Friday is Stop Cyberbullying Day. Andy Carvin suggested this day be set aside for thinking about cyberbullying, its impacts and how to stop it dead in its tracks. He offers some suggestions on how you can participate. This whole movement began Monday (March 26) with a posting by Kathy Sierra about how she had become the victim of a vicious round of hate speech. I commented about it, along with a large number of others. In her post about the impacts of cyberbullying on women, Lisa Stone writes:
I have no idea how many women have emailed and telephoned me about attacks via IM, IRC chat, message boards, email and blog comments. These attacks use language that describes detailed rape, dismemberment, profanity and indescribably sick images. The goal? Abuse and humiliation of women.
And women aren't alone. If there is a reason to smack someone upside the head or degrade them for believing in something, standing up for something, or just being something, there's a cyberbully waiting to go beyond flaming to inflict some real pain.
Robert Scoble told the Los Angeles Times that he opposes more restrictions on free speech - presumably because we don't need Big Brother cutting the legs out from under the First Amendment. Agreed. But we do have a responsibility to police ourselves by not tolerating hate speech, cutting off access to those who insist on participating in it, and report it when we see it.

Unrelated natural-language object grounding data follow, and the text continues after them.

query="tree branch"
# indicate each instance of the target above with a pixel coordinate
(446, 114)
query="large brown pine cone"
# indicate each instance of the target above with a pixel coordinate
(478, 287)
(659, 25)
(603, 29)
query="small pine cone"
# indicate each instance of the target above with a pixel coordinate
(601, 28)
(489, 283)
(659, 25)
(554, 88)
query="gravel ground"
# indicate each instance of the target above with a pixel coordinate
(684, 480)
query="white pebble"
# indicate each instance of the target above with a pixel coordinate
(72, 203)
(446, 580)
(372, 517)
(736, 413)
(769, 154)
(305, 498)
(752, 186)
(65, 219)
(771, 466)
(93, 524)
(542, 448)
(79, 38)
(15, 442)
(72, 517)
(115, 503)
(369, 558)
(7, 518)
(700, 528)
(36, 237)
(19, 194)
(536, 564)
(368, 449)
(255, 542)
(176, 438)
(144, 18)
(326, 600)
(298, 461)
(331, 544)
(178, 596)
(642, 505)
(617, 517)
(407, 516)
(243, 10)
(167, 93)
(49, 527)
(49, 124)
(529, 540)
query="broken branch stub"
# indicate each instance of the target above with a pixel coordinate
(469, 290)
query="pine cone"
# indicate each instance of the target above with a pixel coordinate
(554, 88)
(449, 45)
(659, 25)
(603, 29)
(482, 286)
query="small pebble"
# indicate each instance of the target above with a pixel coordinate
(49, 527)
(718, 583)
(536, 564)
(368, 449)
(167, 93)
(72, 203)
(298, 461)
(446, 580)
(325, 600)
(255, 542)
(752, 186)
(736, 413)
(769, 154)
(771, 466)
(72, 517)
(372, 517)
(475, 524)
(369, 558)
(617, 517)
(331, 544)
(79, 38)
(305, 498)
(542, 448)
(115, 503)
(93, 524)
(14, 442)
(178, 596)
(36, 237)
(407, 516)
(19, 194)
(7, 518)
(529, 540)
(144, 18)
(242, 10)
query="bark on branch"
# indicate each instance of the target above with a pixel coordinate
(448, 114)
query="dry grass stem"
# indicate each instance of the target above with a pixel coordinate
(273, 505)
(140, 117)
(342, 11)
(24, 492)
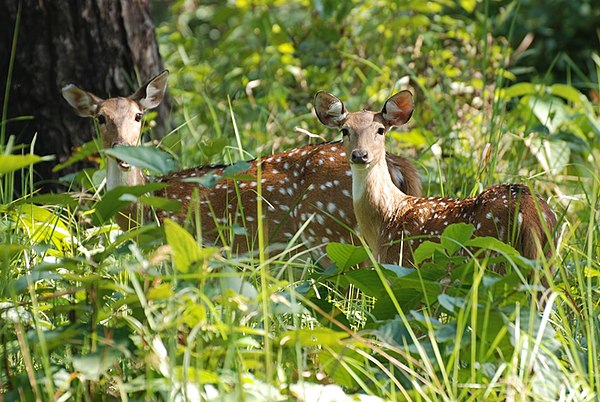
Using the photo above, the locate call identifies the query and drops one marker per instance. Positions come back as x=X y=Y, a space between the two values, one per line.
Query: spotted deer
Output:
x=295 y=185
x=394 y=223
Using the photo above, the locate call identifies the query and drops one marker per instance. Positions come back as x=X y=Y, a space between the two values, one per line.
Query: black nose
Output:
x=359 y=156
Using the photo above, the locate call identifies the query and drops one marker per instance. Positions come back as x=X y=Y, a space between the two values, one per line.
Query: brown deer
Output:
x=314 y=179
x=387 y=216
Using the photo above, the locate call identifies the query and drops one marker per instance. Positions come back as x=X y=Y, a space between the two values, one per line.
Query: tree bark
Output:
x=107 y=47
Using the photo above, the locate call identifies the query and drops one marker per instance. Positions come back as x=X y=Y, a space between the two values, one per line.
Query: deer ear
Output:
x=398 y=109
x=330 y=110
x=151 y=93
x=84 y=103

I'm not saying stop all disagreements, arguments and impassioned manifestos: just do it with a little civility, respecting the rights of others to feel, say or demonstrate their opinion. Whether they agree or disagree with you. And whether or not they wish to participate in the discussion.
As I write this post Thursday afternoon, Kathy Sierra has closed comments to her March 26 post after someone posted her Social Security Number and home address. Makes you wonder, with all of the attention, why any individual would still be motivated to bully Kathy.